Prep Time: 30 minutes, Cook Time: 15 minutes
- 2 Pounds bison round, trimmed of fat and cut into 1/2-inch slices
- 1 Cup plus 3 tablespoons all-purpose flour
- 3 eggs, beaten
- Vegetable oil, as needed
- 2 Cups chicken broth
- 1/2 Cup whole milk
- Salt and pepper, to taste
Place each bison steak in between 2 pieces of parchment paper and gently tenderize them by lightly pounding them with a meat mallet. Season each steak with salt and pepper on both sides.
Add 1 cup of the flour to a shallow dish and the beaten eggs to another. Dredge the meat in the flour first, then the eggs, followed by the flour again. Set each steak aside on a baking sheet until ready to fry.
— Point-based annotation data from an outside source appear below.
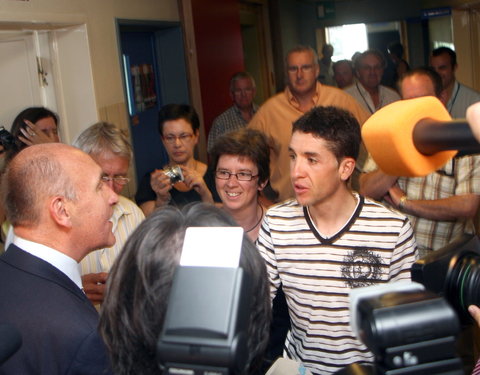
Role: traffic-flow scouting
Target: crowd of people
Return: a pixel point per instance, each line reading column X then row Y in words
column 86, row 272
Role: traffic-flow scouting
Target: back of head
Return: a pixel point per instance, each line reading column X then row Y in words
column 171, row 112
column 102, row 137
column 396, row 49
column 448, row 51
column 358, row 61
column 139, row 285
column 240, row 75
column 32, row 114
column 249, row 143
column 336, row 126
column 428, row 72
column 35, row 173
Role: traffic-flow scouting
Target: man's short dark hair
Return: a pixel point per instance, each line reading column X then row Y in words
column 249, row 143
column 445, row 50
column 359, row 60
column 240, row 75
column 171, row 112
column 425, row 71
column 336, row 126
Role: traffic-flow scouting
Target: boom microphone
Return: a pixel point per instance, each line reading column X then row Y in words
column 10, row 341
column 417, row 136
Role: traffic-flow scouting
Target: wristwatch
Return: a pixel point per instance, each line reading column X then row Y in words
column 401, row 203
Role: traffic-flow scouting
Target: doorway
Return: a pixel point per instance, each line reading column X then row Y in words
column 257, row 54
column 153, row 62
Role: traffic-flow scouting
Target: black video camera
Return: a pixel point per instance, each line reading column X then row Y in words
column 454, row 273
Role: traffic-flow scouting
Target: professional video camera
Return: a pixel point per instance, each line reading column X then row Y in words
column 205, row 329
column 412, row 331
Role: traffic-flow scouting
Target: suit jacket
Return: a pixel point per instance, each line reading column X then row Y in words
column 57, row 322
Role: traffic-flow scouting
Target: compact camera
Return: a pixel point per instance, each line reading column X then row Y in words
column 6, row 138
column 175, row 174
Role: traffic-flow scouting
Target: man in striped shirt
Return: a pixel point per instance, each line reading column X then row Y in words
column 329, row 240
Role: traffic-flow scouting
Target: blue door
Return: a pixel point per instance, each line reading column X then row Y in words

Fill a large skillet with ½ inch of vegetable oil and heat to medium-high. Preheat the oven to 250 degrees. When the oil reaches 375 degrees, or begins to shimmer, cook the steaks, in batches, until golden brown and fried on each side, about 4 minute a side. Place the steaks on a wire-rimmed baking sheet and place in the oven when you are done.
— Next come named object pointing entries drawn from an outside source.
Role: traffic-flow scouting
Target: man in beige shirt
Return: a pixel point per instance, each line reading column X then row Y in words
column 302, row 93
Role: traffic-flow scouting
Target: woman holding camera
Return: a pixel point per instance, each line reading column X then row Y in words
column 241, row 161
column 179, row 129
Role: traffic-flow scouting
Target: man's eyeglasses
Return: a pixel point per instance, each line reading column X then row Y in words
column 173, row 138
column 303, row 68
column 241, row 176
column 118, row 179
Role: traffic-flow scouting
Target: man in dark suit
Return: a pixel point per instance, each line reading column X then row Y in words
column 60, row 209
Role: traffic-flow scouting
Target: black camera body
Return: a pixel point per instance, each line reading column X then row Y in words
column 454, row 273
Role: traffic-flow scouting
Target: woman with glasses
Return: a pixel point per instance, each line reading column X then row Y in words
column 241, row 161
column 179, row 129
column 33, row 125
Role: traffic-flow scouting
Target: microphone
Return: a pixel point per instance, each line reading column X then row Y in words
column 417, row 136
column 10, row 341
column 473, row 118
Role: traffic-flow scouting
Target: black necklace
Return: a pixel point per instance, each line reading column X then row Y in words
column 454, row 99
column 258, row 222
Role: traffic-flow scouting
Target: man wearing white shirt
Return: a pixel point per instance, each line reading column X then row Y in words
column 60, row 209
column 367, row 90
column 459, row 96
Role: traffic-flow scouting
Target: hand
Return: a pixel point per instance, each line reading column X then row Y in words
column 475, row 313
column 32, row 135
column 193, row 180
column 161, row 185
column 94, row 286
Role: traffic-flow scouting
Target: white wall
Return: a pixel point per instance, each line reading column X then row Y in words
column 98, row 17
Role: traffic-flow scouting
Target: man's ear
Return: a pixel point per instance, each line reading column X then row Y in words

To the same pan, add 1 tablespoon of vegetable oil and heat to medium-high. Whisk in 3 tablespoons of flour and cook for 1 minute. Slowly add the chicken stock and stir while scraping up browned bits on the bottom of the pan. Continue to whisk the gravy until it starts to thicken and comes to a boil. Add the milk, whisk again, and season with salt and pepper, to taste. Serve the gravy with the steaks that are warmed in the oven.